Он уставился на Карсли, совершавшего извращенный грех в самом доме Божием, и растленную монахиню, которая предавалась содомии перед алтарем Господа, – эта сцена теперь высвечивалась, словно в страшном калейдоскопе. Дрожащий Тихоня Пэт поднял пистолет. Карсли воздел руку, и голос его прогромыхал как из бочки, меж тем как даже теперь он продолжал свои проникновения.
– Не-е-е-ет!
Пэт все равно нажал на спусковой крючок. Щелчок бойка эхом разнесся по часовне. Но пистолет не выстрелил.
Пэт быстро проверил предохранитель и попробовал еще раз, но результат был прежним. Он оттянул затвор, проверяя, есть ли патрон в патроннике. Все выглядело хорошо. Все выглядело угрожающе. Все выглядело готовым к бою.
Отпустив затвор, он попробовал еще раз, и опять ничего не произошло. Испуг развратной парочки обратился в смех. Карсли возобновил свои толчки.
– Такова воля Божья, знаешь ли! – крикнул Карсли, издеваясь над ним. В отчаянии Пэт склонил голову и пал ниц перед алтарем. Брошенный пистолет лежал рядом с его распростертой правой рукой.
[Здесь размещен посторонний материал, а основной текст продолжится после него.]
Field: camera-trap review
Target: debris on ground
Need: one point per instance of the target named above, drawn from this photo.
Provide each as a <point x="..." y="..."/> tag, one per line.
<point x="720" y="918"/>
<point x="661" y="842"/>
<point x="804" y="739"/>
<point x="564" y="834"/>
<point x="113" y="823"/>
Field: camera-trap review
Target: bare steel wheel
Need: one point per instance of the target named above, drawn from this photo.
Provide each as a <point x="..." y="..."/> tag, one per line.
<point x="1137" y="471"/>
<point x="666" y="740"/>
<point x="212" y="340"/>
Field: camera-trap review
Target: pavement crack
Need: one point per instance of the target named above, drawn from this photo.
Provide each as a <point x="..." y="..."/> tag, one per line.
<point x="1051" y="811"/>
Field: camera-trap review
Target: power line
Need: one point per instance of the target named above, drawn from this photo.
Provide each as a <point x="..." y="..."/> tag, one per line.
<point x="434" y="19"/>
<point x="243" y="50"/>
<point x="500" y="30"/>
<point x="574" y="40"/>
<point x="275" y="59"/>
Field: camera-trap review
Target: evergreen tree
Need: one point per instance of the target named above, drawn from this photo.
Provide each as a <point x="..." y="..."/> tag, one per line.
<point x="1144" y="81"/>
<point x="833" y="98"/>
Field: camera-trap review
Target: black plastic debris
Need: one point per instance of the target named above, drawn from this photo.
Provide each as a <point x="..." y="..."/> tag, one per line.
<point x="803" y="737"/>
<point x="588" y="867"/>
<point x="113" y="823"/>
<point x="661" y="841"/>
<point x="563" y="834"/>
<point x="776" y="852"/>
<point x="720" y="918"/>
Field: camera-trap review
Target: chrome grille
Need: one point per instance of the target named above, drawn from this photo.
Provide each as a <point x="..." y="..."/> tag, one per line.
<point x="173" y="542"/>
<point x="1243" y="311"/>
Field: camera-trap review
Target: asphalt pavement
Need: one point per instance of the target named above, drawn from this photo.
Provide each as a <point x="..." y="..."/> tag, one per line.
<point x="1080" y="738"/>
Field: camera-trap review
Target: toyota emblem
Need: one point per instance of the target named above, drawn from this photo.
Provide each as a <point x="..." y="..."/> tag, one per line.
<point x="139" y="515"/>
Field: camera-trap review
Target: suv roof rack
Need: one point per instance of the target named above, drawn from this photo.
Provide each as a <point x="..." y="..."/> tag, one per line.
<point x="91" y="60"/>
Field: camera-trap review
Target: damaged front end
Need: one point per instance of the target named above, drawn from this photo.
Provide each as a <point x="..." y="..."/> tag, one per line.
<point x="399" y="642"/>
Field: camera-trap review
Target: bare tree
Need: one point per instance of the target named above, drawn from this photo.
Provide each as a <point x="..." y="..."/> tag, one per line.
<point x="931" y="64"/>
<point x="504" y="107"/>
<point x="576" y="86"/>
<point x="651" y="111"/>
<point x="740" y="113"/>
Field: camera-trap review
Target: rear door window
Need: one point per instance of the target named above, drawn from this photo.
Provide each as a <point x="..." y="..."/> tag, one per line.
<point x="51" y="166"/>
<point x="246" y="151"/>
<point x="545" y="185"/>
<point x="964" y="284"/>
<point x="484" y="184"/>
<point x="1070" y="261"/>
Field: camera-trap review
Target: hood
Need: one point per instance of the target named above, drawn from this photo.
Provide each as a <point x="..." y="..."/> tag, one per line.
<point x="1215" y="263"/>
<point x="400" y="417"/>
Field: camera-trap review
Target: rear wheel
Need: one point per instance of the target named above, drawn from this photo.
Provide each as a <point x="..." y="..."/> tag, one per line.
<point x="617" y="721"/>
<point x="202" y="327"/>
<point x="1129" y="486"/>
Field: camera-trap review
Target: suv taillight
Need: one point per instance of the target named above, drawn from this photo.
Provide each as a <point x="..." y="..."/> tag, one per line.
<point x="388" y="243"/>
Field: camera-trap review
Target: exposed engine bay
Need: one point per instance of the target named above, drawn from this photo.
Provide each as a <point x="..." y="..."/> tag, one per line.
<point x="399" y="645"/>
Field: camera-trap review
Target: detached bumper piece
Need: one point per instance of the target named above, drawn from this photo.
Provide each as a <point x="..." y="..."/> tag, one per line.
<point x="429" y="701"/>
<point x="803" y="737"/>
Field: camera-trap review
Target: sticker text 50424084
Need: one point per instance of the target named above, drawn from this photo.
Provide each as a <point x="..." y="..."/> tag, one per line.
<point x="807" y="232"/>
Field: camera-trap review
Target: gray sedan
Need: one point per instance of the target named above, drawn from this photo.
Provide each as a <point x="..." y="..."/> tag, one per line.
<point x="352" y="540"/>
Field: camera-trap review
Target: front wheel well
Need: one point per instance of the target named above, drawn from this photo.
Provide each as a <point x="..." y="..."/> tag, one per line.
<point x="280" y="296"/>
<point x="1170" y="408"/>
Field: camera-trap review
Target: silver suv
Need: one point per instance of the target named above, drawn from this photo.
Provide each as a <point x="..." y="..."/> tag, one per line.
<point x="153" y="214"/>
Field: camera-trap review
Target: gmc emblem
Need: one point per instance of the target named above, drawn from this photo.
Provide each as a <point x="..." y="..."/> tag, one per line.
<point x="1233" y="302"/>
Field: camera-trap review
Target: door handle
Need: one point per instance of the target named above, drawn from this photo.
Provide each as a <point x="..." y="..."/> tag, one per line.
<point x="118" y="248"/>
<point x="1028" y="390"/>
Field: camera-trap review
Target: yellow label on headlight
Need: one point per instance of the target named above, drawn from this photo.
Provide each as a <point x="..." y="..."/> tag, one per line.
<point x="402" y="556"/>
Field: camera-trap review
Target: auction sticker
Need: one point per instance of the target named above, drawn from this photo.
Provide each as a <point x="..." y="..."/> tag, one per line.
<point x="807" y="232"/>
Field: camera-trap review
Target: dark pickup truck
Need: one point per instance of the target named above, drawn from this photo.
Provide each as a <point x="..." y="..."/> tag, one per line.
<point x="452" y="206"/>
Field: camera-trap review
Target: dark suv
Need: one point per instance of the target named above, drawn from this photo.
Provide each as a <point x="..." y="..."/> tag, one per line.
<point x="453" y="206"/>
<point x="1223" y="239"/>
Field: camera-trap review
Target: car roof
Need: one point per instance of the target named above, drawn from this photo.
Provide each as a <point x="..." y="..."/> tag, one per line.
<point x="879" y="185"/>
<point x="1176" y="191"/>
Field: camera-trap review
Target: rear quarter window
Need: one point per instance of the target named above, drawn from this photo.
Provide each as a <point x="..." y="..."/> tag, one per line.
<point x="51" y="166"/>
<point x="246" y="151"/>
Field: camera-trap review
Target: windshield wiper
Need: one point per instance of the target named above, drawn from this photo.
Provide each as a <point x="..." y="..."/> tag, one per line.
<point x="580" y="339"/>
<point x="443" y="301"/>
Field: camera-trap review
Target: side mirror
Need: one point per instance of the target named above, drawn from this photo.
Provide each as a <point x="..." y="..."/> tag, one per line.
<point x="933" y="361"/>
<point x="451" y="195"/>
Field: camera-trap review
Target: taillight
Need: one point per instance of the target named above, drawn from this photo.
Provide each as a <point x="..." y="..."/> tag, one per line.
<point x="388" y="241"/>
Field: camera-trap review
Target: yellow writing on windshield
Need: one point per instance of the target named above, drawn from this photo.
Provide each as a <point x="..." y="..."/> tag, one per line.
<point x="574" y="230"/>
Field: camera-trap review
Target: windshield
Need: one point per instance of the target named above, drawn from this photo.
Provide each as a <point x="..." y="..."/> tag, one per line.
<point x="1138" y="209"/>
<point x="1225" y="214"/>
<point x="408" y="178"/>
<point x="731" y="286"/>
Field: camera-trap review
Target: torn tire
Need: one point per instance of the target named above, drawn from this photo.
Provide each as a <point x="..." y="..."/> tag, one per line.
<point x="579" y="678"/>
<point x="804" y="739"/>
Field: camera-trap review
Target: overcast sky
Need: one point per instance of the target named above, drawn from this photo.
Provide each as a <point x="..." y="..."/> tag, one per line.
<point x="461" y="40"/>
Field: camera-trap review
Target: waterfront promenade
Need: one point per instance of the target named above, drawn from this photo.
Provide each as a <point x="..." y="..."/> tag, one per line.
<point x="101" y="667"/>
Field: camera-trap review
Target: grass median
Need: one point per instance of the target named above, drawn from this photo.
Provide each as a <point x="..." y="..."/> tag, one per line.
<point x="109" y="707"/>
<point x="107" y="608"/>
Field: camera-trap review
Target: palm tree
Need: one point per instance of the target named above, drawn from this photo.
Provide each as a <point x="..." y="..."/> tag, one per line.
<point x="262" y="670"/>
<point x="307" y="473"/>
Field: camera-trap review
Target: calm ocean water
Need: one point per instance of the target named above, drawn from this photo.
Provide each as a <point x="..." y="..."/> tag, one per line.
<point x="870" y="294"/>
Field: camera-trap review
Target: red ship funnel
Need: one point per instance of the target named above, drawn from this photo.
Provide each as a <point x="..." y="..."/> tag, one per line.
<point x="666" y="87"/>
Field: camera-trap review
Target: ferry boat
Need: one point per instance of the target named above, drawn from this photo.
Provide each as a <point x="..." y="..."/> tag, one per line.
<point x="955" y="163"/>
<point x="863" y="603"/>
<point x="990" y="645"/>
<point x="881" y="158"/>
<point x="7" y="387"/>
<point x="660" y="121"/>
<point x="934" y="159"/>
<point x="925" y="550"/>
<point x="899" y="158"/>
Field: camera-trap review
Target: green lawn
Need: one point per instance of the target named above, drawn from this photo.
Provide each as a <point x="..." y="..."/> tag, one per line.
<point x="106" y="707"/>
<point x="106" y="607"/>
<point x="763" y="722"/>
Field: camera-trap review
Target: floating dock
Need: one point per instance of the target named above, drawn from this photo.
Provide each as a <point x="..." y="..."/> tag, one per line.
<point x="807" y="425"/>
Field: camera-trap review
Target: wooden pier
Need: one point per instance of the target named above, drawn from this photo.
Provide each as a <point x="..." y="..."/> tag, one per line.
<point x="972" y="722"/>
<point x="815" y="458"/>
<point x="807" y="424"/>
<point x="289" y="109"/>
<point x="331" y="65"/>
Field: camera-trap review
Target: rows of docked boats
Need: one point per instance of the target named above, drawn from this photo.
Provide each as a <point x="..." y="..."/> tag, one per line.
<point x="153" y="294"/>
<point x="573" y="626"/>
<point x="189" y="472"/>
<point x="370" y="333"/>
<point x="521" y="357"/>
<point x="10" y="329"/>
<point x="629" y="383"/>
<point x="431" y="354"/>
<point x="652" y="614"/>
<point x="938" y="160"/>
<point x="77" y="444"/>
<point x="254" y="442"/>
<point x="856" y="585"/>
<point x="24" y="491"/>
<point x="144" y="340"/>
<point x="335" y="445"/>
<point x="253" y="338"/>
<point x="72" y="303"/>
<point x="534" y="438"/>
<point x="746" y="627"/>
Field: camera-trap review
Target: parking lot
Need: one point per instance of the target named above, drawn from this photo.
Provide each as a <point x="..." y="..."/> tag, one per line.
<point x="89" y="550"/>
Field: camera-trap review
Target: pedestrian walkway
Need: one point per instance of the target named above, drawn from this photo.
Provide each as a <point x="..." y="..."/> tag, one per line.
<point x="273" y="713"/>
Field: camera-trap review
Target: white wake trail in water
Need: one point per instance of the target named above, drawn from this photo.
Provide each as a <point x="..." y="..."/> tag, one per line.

Слезы падали на тонкую красную ковровую дорожку, ведущую к ступеням алтаря.
Замутненным зрением он различал очертания монахини, все еще склоненной над первой скамьей, бывшего священнослужителя, продолжавшего на ней восседать, по-прежнему издевательски смеясь над смиренной фигурой, лежавшей не более чем в двенадцати футах от них. Монахиня под ним хихикала.
Но когда откуда-то из-под узкой кафедры донесся взрыв, она умолкла, а когда языки мгновенно последовавшего пламени охватили их, она больше ничего не слышала, не видела и не чувствовала. Она глотала языки пламени, которые опаляли ей горло, доводя до кипения ее легкие, меж тем как ее священнический любовник сплавлялся с ней в одно целое.
Тихоня Пэт, в свое время видевший достаточно взрывов, сразу понял, что стал свидетелем не гневной мести Бога, но действия потайного зажигательного устройства. С испуганным смирением он наблюдал, как пламя летит по проходу в его направлении. Несколько мгновений – и он сам стал частью ада. Куски горящих досок падали со сводчатого потолка, все, что было сделано из дерева, сразу охватывалось огнем, бушевавшим вокруг него. Он лежал, раскидав руки и ноги, его разум вопил в агонии горения. По крайней мере, он взирал на алтарь.
По крайней мере, его горящие руки простирались к нему, словно в мольбе.
И, по крайней мере, вся боль, все угрызения совести, все чувство вины испарялись, пока он умирал в жаровне, которая когда-то была святой часовней замка Комрек.